É certo que o acto impugnado, configurado pela decisão da administração tributária que determinou a correcção da declaração de IRS submetida via internet, mediante substituição do anexo C (regime de contabilidade organizada) pelo anexo B (regime simplificado), constitui um acto imediatamente lesivo, por conter, ainda que de forma implícita, a decisão de mudar o regime de tributação declarado e de dar sem efeito, nos termos da Portaria n.º 159/2003, de 18.02, a declaração apresentada, e por tal provocar efeitos jurídicos negativos imediatos na esfera jurídica do contribuinte.

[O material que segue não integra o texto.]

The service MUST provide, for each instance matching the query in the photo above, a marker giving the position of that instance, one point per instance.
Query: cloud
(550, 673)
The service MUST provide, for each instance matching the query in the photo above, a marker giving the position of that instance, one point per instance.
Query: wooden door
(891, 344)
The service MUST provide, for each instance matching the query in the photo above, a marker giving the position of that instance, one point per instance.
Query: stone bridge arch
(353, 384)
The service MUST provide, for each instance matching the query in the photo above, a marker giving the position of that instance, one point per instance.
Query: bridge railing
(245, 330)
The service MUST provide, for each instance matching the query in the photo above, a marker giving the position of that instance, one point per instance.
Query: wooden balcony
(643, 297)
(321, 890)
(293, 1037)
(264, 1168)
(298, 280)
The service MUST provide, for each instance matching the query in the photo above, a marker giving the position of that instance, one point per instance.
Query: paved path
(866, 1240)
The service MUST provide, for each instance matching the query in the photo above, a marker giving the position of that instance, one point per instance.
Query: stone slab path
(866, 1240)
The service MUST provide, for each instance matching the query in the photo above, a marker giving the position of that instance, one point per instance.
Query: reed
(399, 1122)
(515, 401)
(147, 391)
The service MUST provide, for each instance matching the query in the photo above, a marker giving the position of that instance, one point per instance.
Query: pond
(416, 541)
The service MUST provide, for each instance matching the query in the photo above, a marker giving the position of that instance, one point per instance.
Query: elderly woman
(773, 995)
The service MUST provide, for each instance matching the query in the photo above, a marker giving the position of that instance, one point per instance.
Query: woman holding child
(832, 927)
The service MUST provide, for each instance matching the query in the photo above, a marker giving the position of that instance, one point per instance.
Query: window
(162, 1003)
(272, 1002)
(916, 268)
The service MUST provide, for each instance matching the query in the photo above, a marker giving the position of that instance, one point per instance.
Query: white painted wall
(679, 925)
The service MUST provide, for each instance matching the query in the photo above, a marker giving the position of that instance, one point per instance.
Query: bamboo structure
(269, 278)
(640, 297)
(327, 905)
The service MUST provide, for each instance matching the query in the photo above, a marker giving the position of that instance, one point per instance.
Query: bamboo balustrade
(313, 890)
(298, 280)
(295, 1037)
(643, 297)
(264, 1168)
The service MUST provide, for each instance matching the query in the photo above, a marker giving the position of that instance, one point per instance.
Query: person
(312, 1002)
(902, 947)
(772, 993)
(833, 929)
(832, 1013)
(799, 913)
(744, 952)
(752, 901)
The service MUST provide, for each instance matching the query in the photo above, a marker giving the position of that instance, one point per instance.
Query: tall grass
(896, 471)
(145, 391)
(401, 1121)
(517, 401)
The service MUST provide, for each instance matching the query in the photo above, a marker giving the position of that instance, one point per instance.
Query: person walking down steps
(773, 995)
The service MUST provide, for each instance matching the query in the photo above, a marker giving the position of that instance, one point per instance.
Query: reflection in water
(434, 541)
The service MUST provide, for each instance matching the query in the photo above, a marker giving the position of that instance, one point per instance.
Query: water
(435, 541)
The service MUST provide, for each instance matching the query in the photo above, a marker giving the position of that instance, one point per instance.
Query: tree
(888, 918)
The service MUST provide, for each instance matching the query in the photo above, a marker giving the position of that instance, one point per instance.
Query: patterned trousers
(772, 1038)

Por isso, configurando aquela decisão acto lesivo em matéria tributária, a acção administrativa (sucessora do recurso contencioso) seria o meio processual adequado à sua impugnação contenciosa (artº.95º, nº 2 al. h) LGT; art.97º nº 2 CPPT; art.191º CPTA, Acórdão deste Supremo Tribunal Administrativo de 18.06.2014 processo n° 1752/13)
Porém importa sublinhar que no caso não ocorre também possibilidade de convolação para ao meio processual adequado, uma vez que, como bem se demonstra na decisão recorrida, a petição inicial, apresentada após o decurso do prazo de 3 meses contado a partir da data em que o sujeito passivo teve conhecimento do acto lesivo, era manifestamente intempestiva (arts.58º nº 1 al.) e 59º nº 3 al.) CPTA).

Improcedem, assim, todos os fundamentos do recurso.

7- Decisão
Nestes termos acordam, os juízes da Secção de Contencioso Tributário deste Supremo Tribunal Administrativo em negar provimento ao recurso.
Custas pelos recorrentes.
Lisboa, 5 de Fevereiro de 2020. – Pedro Delgado (relator) – Aragão Seia – Francisco Rothes.